I found a game I loved with a story that I loved where I could make content in a form that I loved. It was the perfect combination at the perfect time. And now I’m at a point where I have been making genshin content for two years now. I have done seventy-five Sunday streams, where I get to hang out with my viewers, and I get to see the thing I have always dreamed of doing: making people’s day. Entertaining people. Making people’s lives that much better and more comfortable. I have gotten to make some amazing videos, I have gotten to go crazy over a game that has had twist after twist in its story. I have gotten to make some amazing friends in the form of the people that make the same content as I, as well as the people that chill in my streams and watch regularly. 
But I think content creation has had a much bigger impact on my life, beyond what I just listed, and that’s really why I wrote this letter. Content creation has become a constant in my life. It has become something I can always turn to when I am bored, or struggling with something in life, or when I want to feel accomplished in something. It’s something that I can always do. It’s something that will never go away. Whenever I upload a video, or press “go live,” I know that somebody will see it, or somebody will tune in, and I can entertain, even if it’s one person. And that alone makes my day, and it makes me feel better. 
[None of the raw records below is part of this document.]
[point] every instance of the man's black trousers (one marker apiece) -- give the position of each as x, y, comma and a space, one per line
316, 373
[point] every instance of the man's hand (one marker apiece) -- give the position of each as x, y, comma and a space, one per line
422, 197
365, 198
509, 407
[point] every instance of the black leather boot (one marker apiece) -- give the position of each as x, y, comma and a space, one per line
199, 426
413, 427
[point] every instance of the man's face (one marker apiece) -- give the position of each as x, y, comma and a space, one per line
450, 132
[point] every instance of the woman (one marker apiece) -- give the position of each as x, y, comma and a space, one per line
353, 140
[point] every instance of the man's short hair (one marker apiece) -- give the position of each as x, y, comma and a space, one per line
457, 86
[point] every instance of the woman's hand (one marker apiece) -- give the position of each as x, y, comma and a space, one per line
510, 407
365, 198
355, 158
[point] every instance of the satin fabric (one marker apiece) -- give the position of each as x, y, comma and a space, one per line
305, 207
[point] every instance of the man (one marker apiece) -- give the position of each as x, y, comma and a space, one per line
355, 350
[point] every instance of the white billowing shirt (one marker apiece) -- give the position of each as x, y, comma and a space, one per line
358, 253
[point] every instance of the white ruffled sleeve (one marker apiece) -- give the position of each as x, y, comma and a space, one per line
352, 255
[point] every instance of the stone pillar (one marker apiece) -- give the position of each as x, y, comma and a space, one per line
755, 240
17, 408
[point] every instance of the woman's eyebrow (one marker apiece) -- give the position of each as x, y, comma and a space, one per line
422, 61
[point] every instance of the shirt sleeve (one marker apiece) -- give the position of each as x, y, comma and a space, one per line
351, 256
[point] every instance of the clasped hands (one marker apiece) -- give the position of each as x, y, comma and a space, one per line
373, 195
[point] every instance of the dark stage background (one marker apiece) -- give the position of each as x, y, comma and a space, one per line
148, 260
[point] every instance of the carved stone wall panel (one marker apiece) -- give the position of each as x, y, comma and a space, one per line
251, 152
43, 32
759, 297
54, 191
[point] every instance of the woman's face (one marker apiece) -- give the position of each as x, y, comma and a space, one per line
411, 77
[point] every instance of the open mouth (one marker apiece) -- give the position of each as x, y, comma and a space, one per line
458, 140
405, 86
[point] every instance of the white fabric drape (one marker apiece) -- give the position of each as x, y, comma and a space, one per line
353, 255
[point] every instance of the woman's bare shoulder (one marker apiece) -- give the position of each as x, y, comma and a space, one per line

And because of that positive feedback loop, content creation has helped me become much more confident in myself. I am much more verbose, articulate in my points, confident with myself both online and in real life, whereas before I was shy both to introduce myself to real people, or to start talking in online communities and insert myself into one. I have become a much better leader, writer, organizer, and I can carry a conversation because that’s what streaming is at its core. It’s one person carrying a one-sided conversation, which requires a very strong stream of consciousness, and streaming has helped me develop that stream of consciousness. It’s a skill a lot of people don’t have. 
That’s really why I wanted to write this letter–because two years later, I have become a better person just because I decided to make videos about a funny game, and because people decided to watch me talk about a funny game. It has changed my life.